Nearly All Office S-REITs Record Lower Distributable Income
SINGAPORE – Of the six Singapore-listed real estate investment trusts (S-REITs) that own office properties and had reported their latest financial results for the second half ended 31 December 2022, only one managed to witness a positive annual growth in both distributable income and distribution per unit (DPU), reported The Business Times on Wednesday evening (1 March, SGT).
Keppel REIT was the sole exception among office S-REITs, but it only recorded a positive year-on-year growth in both distributable income and DPU thanks to a S$10 million anniversary distribution for the period. Excluding this amount, distributable income from its operations, would have fallen by 3.8 percent year-on-year in H2 2022.

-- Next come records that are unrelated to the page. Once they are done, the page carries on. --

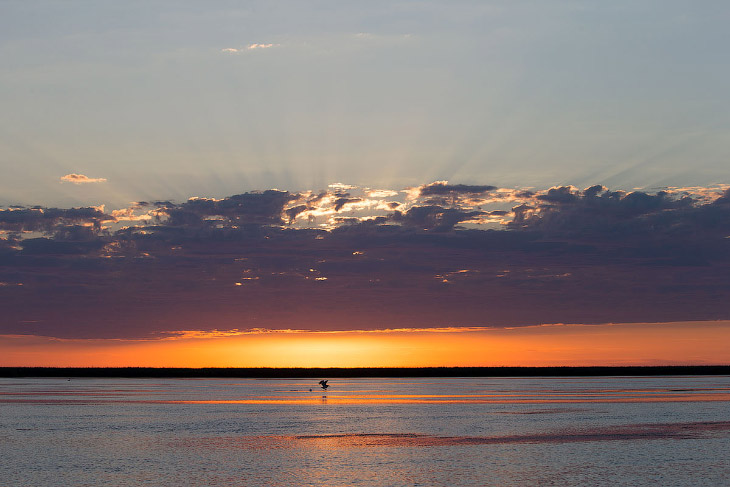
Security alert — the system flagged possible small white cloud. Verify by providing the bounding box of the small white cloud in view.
[246,44,279,51]
[61,173,106,184]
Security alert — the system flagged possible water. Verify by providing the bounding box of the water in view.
[0,376,730,487]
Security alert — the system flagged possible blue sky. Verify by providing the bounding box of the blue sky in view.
[0,1,730,207]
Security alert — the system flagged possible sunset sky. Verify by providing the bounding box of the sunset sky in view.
[0,0,730,367]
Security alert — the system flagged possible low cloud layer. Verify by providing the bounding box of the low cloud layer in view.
[0,181,730,338]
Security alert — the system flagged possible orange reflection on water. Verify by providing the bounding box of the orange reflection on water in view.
[0,321,730,367]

By asset class, office S-REITs were among the worst performing real estate investment trusts (REITs) in the latest round of financial results. For the other sub-sectors, the results were mixed.

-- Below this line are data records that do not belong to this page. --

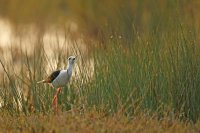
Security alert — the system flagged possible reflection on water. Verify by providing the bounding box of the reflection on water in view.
[0,19,93,82]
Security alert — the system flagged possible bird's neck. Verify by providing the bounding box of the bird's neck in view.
[66,63,73,70]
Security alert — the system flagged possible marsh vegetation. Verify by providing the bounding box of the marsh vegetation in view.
[0,0,200,132]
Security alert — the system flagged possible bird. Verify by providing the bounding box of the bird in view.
[37,55,77,113]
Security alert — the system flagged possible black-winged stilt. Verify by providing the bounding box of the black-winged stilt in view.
[37,56,76,113]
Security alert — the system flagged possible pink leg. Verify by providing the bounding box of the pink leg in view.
[52,88,61,114]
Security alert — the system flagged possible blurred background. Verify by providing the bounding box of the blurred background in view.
[0,0,200,46]
[0,0,200,120]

Of the 29 S-REITs across different property segments, 15 registered positive annual growth in DPU for the fiscal year ended 31 December 2022, 12 saw a contraction, while two were unchanged. For distributable income, about 20 saw a positive year-on-year growth, while nine witnessed a decline.
Compared to the previous quarter or half-year periods, nearly two-thirds of S-REITs have registered a fall in their DPU, indicating that DPU could drop further in the future, amidst higher borrowing costs amid rising interest rates.
Of the 34 S-REITs that announced DPU figures, 16 witnessed an increase, while another 16 registered declines, and two others had DPUs unchanged from the preceding fiscal year.
“Plateauing rates, an appreciating Singapore dollar and reopening of borders globally add to our positive view of S-REITs,” commented Maybank analysts Li Jialin and Krishna Guha.
“That said, sticky inflation and a higher-for-longer thematic, a sluggish Singapore dollar bond market, potential recession and tight spreads make us pause,” added the analysts.